Our one year old Chelsea wants to chew. We've gotten her away from electrical cords, then she started wanting to chew the corners on the cat tree (sprayed a 'training spray' on it but now and then we still see her want to go back to it), now she's targeted shoe laces so we are hiding our shoes. We used Nylabones for our beagle years ago and once she figured that was her OK to chew toy she stopped looking for anything else. I guess the hambone flavoring in it is what did the trick. They make several sized bones so I'm wondering if its OK to try one with Chelsea.


----------



## 10cats2dogs (Jun 16, 2013)

Hi Floridagal!
I get the nylabones for my dogs!
Keeping in mind, that cat teeth are a lot 'finer' , and therefore, more easily broken, if you can get one of the softer rubber versions of the nylabone line, like I think they make for young puppies, it should be OK!
Some people have had good luck with their cats liking Baby Binkies!!
Hopefully others may have some ideas for you!
Sharon


----------



## Floridagal (Nov 2, 2014)

Thanks for the input. Since no one was answering me, I sent an email to the Nylabone company. Their answer was pretty much the same as yours. Will look into the rubber chew toys. Can't be too soft because Chelsea will just rip it apart and possibly swallow a piece.


----------



## imuneekru (May 27, 2015)

My little ones also like to chew linear things like cords and shoelaces, more so when they were little. Aside from hiding and securing cords... I just give them a shoelace, a piece of ribbon, or a strip of something they like. They pick it up in their mouths and drag it around the living room.


----------



## doodlebug (May 13, 2006)

Nylabones aren't safe for dogs, way too many stories about dogs chewing off large pieces and ingesting them. Either causing blockages or tearing up their insides with all the sharp little edges that are created by chewing. So, no...I wouldn't give one to cats either.

Shoe laces and ribbons are not good toys for cats. They are often ingested and cause blockages. Remember that cats have barbs on the tongues. If the lace or ribbons get stuck on their tongue they can't spit it out and end up swallowing. You can have supervised play session with these items, but never leave them out when you aren't around.


----------



## 10cats2dogs (Jun 16, 2013)

Agree with Doodlebug on the Nylabone issue! Even tho' I do get my dogs Nylabones, I keep a close eye on them for wear and tear, a lot of people don't! Once they start getting chewed down, they need to be replaced!!
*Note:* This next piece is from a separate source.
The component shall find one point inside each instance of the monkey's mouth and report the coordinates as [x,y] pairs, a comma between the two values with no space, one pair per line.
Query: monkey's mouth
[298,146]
Also any kind of ribbon, string toy type of thing, definitely needs supervision, with cats, for the very reason Doodlebug said!


----------



## imuneekru (May 27, 2015)

Not a small piece, obviously. Tie a shoelace or ribbon to a stick and dangle it just out of reach--then drop it and let them think they "caught" it. Hours of fun. But yeah, small pieces of string left on the floor could get ingested, so clean up after your crafts.


----------



## Floridagal (Nov 2, 2014)

Found a catnip infused toy for Chelsea to have fun with today. It's made for cats. Sort of a wiggle worm type toy put out by PetStages (I think that was the name of something close.). Boy did she get stoned lol! Janus likes it also, so will have to get another one. Also found a spray from a company named Whisker City called No Chew. It has a bittering agent and citric acid. Boy if she can tolerate the nasty taste, nothing else is going to work. That taste stays with you - accidentally inhaled a teenie bit while spraying it.


----------



## 10cats2dogs (Jun 16, 2013)

Floridagal,
Sounds like you Scored!!
Also sounds like you have Happy Cats!
Sharon


----------